Greater attention will no doubt need to be paid to anticipating what sorts of information jurors can most easily find if they are so-inclined and presenting testimony to blunt any such improper messages. No assumption is made that this will be easy, and research shows that direct efforts to rebut negative information is often more damaging than ignoring it. The “backfire effect” describes circumstances when, faced with contradictory evidence, individuals’ existing biases and established beliefs not only do not change but actually get stronger.

Conclusion

Lest one think that alternative facts are new, the recent book, “Fantasyland: How America Went Haywire,” traces a long arc of fantastical thinking in American life, suggesting something unique in “the American experiment, the original embodiment of the great Enlightenment idea of intellectual freedom, every individual free to believe anything she wishes, [which] has metastasized out of control. From the start, our ultra-individualism was attached to epic dreams, sometimes epic fantasies – every American one of God’s chosen people building a custom-made utopia, each of us free to reinvent himself by imagination and will.” (Id. at 5.)

The drift to fantasy has been amplified on the internet, where fellow fantasists can find one another and foster collective delusions. But this is not a new phenomenon.

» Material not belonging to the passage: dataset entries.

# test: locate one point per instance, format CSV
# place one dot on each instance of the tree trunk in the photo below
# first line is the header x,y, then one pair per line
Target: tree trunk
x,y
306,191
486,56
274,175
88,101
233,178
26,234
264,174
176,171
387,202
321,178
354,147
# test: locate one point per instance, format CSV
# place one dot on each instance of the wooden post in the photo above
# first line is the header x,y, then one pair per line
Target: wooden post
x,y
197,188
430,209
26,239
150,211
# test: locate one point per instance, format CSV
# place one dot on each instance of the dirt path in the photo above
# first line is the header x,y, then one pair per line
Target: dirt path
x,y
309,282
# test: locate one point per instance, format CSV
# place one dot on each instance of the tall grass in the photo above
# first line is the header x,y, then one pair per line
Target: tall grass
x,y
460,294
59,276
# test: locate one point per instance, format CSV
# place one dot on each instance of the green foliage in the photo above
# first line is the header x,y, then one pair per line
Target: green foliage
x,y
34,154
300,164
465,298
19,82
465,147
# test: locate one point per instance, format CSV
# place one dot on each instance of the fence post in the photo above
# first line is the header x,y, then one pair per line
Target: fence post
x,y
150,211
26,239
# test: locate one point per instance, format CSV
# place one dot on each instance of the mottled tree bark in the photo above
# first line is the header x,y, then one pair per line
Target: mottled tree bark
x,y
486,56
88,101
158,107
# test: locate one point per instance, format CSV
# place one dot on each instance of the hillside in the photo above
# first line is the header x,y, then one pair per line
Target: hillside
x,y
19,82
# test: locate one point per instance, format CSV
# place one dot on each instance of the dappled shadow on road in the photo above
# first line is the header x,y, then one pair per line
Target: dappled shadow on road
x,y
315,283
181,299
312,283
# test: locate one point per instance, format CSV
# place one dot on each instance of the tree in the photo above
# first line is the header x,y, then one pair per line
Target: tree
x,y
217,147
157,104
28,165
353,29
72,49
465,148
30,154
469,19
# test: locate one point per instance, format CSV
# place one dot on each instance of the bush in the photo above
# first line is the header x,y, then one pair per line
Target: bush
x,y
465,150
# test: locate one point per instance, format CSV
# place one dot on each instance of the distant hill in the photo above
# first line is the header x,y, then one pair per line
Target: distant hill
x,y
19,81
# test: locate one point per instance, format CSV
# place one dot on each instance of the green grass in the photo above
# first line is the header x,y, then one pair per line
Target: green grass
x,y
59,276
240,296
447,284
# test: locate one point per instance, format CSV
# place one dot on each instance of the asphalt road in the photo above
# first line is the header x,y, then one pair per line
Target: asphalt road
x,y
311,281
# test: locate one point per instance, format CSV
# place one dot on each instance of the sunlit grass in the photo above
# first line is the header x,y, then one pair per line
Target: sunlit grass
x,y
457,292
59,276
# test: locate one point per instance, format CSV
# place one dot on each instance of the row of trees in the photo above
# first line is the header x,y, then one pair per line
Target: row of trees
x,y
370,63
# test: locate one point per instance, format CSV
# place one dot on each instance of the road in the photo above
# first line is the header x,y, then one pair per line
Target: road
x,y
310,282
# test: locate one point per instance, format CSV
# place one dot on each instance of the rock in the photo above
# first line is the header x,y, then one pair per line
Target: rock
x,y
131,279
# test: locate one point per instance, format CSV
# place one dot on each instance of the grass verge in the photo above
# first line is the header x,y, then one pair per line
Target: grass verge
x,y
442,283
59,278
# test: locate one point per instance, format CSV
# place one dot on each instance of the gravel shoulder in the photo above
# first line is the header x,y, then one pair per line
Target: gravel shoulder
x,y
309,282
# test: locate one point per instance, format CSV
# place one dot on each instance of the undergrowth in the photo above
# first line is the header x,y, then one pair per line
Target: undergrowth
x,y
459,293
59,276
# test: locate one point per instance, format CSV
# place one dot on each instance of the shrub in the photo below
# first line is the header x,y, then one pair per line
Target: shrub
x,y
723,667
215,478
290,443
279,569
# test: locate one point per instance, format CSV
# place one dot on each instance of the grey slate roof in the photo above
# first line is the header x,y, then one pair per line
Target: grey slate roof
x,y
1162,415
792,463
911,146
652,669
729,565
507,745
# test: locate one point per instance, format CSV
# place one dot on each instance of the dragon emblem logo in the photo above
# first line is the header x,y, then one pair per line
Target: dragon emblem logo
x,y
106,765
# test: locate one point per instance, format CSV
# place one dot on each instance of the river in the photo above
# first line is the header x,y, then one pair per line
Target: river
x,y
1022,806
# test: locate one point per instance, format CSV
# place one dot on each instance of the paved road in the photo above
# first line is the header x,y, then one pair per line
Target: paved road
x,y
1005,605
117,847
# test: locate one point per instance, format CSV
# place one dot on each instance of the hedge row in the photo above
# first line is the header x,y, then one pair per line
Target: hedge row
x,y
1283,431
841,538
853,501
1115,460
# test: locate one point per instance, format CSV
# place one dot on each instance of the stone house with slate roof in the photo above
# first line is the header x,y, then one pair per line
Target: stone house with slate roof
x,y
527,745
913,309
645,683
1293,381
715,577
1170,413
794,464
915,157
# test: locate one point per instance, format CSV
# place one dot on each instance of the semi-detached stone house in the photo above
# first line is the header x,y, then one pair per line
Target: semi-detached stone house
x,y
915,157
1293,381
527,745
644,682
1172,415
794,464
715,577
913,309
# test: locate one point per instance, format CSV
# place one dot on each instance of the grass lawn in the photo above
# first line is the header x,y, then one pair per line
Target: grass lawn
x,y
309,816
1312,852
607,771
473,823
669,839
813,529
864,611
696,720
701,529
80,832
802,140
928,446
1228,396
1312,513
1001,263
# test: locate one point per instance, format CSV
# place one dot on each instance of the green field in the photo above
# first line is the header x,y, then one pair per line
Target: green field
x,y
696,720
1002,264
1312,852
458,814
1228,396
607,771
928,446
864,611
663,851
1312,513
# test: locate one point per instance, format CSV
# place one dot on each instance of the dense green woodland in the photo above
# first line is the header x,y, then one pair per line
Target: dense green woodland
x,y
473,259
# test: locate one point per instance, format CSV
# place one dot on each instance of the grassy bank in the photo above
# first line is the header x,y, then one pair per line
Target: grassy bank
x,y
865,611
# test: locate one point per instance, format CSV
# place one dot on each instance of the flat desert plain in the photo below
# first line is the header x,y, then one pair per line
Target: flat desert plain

To be sure, a general decline in standards of truthfulness in society at large could well ultimately undermine jurors’ perceptions of true and false in general. Hanna Arendt, the philosopher, thus observed that “[i]t has frequently been noticed that the surest long-term result of brainwashing is a peculiar kind of cynicism—an absolute refusal to believe in the truth of anything, no matter how well this truth may be established. In other words, the result of a consistent and total substitution of lies for factual truth is not that the lies will now be accepted as truth, and the truth defamed as lies, but that any sense by which we take our bearings in the real world—and the category of truth vs. falsehood is among the mental means to this end – is being destroyed.” (P. 257.)

We have no clear baseline of what untruths or delusions carried the day in an imagined earlier happier era.

The commercial radio industry, still in its infancy, was alarmed by Orson Welles’ 1938 broadcast, “The War Of The Worlds.” Although the deception may have been less widespread than once thought, at least some listeners understood the radio drama was an actual newscast of a Martian invasion.

The internet and social media today perhaps parallel commercial radio in 1938. The internet has an even broader reach (and less regulation) than traditional print news, radio or television, and has proven a remarkably efficient medium for spreading falsehoods. However, precisely because we have no baseline as to what level of dishonesty and deceit has always been present in public spaces, we have no simple metric by which to judge to what extent the internet and social media have increased or reduced or left unchanged the extent to which individuals are influenced by false information.

Human nature, however, has not suddenly changed (either evolved or devolved). Fantastic thinking has always been present and will never go away. How much the internet and social media is changing public life or the judiciary and jury system simply cannot yet be assessed. Maybe it never can. But the adversarial system, while fundamentally different from politics, will nonetheless need to adapt.

*An early version of this paper was presented to the Federal Bar Council.